Q22 株式会社の社長の勝手な借り入れを防ぐことはできる?

※例
私が取締役をしているビルの清掃を営業目的とするA株式会社は、資本金が3000万円で、直近の貸借対照表上の資産の総額は4000万円です。毎決算期の利益は赤字にならない程度でほとんどなく、銀行からの借入金も1億円程あります。

A社は私以外に2名の取締役がおり、その内のBが代表取締役をしていました。Bは何かと独断的で、先日、取締役会の承認を経ることなくC銀行から3000万円の借金をしてしまいました。
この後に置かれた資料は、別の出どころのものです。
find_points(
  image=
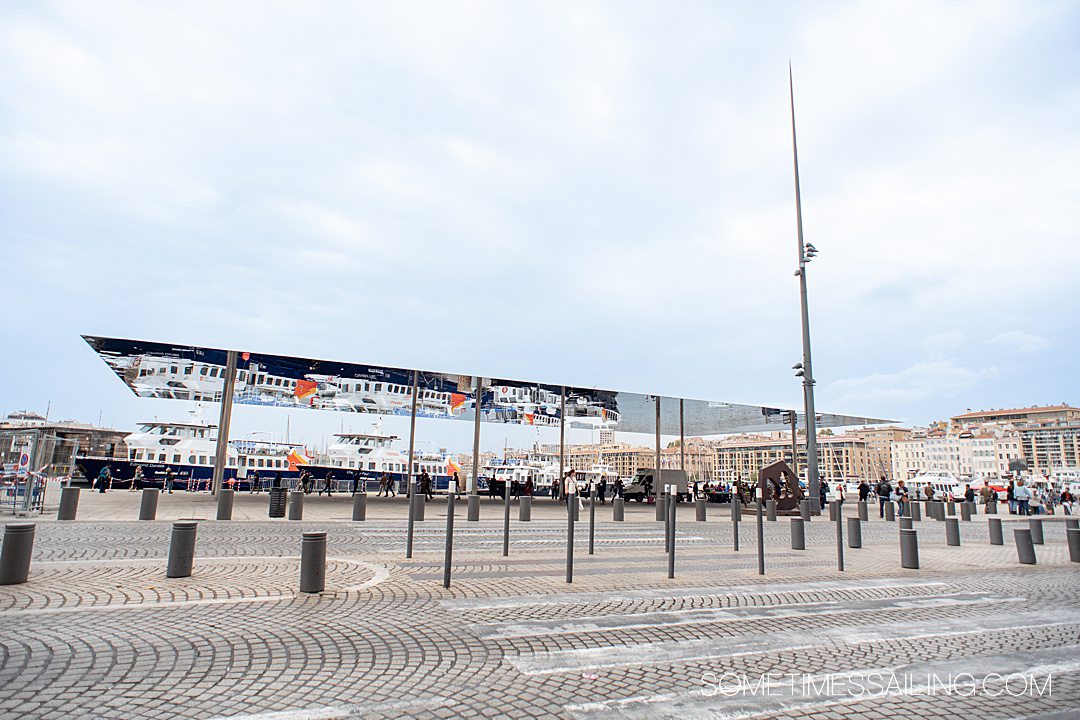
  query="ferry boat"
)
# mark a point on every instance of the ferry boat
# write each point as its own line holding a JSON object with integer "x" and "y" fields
{"x": 188, "y": 448}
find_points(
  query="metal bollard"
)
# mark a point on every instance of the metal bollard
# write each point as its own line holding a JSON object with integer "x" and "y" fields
{"x": 1036, "y": 525}
{"x": 798, "y": 534}
{"x": 313, "y": 562}
{"x": 760, "y": 539}
{"x": 69, "y": 504}
{"x": 997, "y": 538}
{"x": 1025, "y": 548}
{"x": 1072, "y": 534}
{"x": 225, "y": 504}
{"x": 854, "y": 532}
{"x": 570, "y": 517}
{"x": 592, "y": 519}
{"x": 181, "y": 548}
{"x": 448, "y": 551}
{"x": 148, "y": 504}
{"x": 839, "y": 534}
{"x": 15, "y": 556}
{"x": 296, "y": 505}
{"x": 953, "y": 531}
{"x": 909, "y": 549}
{"x": 672, "y": 514}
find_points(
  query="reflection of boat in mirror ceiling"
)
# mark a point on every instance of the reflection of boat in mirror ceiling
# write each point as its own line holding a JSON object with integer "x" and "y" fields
{"x": 188, "y": 372}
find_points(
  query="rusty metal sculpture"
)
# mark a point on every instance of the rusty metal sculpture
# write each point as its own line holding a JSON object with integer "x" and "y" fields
{"x": 777, "y": 481}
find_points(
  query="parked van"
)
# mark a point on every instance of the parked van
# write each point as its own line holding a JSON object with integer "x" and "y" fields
{"x": 644, "y": 487}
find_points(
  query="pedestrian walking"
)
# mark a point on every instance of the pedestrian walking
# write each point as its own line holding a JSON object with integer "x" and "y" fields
{"x": 1023, "y": 497}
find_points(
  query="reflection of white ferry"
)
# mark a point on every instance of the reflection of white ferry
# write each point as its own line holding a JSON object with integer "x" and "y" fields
{"x": 188, "y": 448}
{"x": 531, "y": 405}
{"x": 175, "y": 378}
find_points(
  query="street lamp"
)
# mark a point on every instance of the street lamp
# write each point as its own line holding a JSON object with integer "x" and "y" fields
{"x": 806, "y": 253}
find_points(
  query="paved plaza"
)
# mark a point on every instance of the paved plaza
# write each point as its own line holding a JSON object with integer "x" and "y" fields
{"x": 99, "y": 632}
ほとんど利益をあげていない現状では3000万円の元利金の返済は苦しくA社の経営を圧迫することになります。

どうしたらよいでしょうか?
会社法ではQ21の重要な財産の処分及び譲受けと共に、多額な借財などをあげて、取締役会専権事項とし、個々の取締役の決定に委任することができないとしています。

本件のC銀行からの3000万円の借金がA社にとって多額な借財ということになれば、A社は取締役会の決議のないことを理由に無効が主張できる余地があります。

多額な借財にあたるか否かの判断は、判例上、当該借財の額、その会社の総資産及び経常利益等に占める割合、当該借財の目的及び会社における従来の取扱い等の事情を総合的に考慮してなされるべきだとされています。

本件のA社は資本金が3000万円、総資産が4000万円あるとのことですが、既に銀行からの借入金が1億円程度もあり、毎期の利益もほとんどないとのことですので、前記判例の趣旨からしますと、3000万の借金でもA社にとっては多額な借財ということになり取締役会の承認が必要になるものと思われます。

従がいまして、A社はBが取締役会の承認を経ることなくC銀行から多額の借財をしたとして、同銀行に金銭消費貸借契約の無効を主張できますが、この場合もQ21と同じくC銀行が取締役会決議のないことを知っていたか、過失によって知らなかった場合にのみ限定されます。

い ずれにしましても、他の取締役に内密にした多額の借財は会社にとって有用な行為に使われることがありませんので、このようなことのないよう零細な株式会社 であっても、会社法の規定するとおり取締役会を定期的に開催し、取締役間の意思を一致して経営にあたらなければなりません。